6/10
Doesn't Fully Connect
26 November 2010
David Fincher has always been one of my favorite directors, a visual stylist unafraid of pushing boundaries or putting his full effort into controversial (and sometimes even grotesque) scripts. With the exception of "Alien3," my affection for this auteur has maintained stable through the years; even more difficult, patience-testing, mainstream-leaning works like "Zodiac" and "The Curious Case of Benjamin Button" maintain a human solidity and warmth at their labyrinth cores. And hot on the trail of those mainstream-leaning works comes "The Social Network," a film that has been hailed as capturing the Zeitgeist of our time (embodied in Mark Zuckerberg -- played here by Jesse Eisenberg -- the founder of Facebook); and while nobody ever said a Zeitgeist needed to be embraced by all, I found the coldness of the film overall to be its most notable (and most crippling) aspect. The film presents Zuckerberg as a motor-mouthed, self-absorbed, and socially inept college kid who, in a fit of anger over a girl who has just snubbed him, germinates the seed of Facebook over the course of a few drunken hours (the film will return to the theme of romantic/personal failure as the seed of vengeance-through-technology retribution more than once); the remainder of "The Social Network" criss-crosses between present day and flashback, chronicling the bridges Zuckerberg burned as quickly as they were built, and the wake of angry, ripped-off colleagues and contemporaries left in the dust as Facebook became the Internet's premier social networking site. While Aaron Sorkin's whip-cracking dialog all too often feels like a less endearing, less caustic version of Mamet-speak that is never as clever as it thinks it is, the real surprise of "The Social Network" is the utter conventionality of Fincher's direction.

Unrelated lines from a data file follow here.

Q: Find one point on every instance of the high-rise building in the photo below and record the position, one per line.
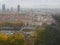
(18, 8)
(11, 8)
(3, 7)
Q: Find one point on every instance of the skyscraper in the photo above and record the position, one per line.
(18, 8)
(3, 7)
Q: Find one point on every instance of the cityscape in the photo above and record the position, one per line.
(29, 26)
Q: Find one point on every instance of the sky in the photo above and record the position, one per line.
(31, 3)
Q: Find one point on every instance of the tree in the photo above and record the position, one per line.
(47, 36)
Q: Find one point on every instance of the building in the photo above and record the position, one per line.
(3, 7)
(18, 8)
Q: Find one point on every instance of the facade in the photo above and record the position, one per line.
(3, 7)
(18, 8)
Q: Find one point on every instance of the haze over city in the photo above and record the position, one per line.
(31, 3)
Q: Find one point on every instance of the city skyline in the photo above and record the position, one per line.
(31, 3)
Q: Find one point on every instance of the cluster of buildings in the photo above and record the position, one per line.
(11, 9)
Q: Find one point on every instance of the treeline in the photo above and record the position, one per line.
(11, 23)
(49, 34)
(13, 39)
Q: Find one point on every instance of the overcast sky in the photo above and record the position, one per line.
(31, 3)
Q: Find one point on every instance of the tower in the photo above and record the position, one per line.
(3, 7)
(18, 8)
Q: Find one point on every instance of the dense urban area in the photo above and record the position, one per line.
(24, 26)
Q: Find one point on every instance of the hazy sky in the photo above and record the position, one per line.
(32, 3)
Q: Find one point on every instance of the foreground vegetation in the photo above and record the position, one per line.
(49, 34)
(14, 39)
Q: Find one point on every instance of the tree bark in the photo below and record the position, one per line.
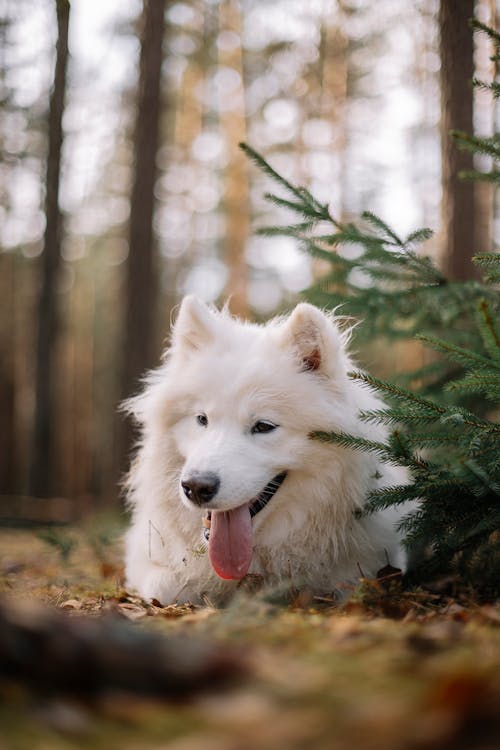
(237, 188)
(42, 462)
(458, 199)
(139, 338)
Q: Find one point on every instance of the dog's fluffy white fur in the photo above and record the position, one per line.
(292, 373)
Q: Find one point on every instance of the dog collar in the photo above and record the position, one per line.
(259, 504)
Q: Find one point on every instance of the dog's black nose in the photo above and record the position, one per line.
(201, 488)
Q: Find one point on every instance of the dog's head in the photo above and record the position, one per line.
(242, 401)
(252, 395)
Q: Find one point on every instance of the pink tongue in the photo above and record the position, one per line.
(230, 542)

For a film as jam-packed with characters as this, we never feel especially close to anybody, and Zuckerberg (who is essayed with an admirable lack of grace, couth, and empathy by Eisenberg), who dominates the proceedings, is both loathsome and pathetic. Perhaps a second viewing will be more fulfilling, but for now, "The Social Network" is a rather unappetizing contemporary history lesson without much beyond its incendiary content to recommend it. Actually, it is worth viewing for the fantastic minimalist score by Trent Reznor and Atticus Ross.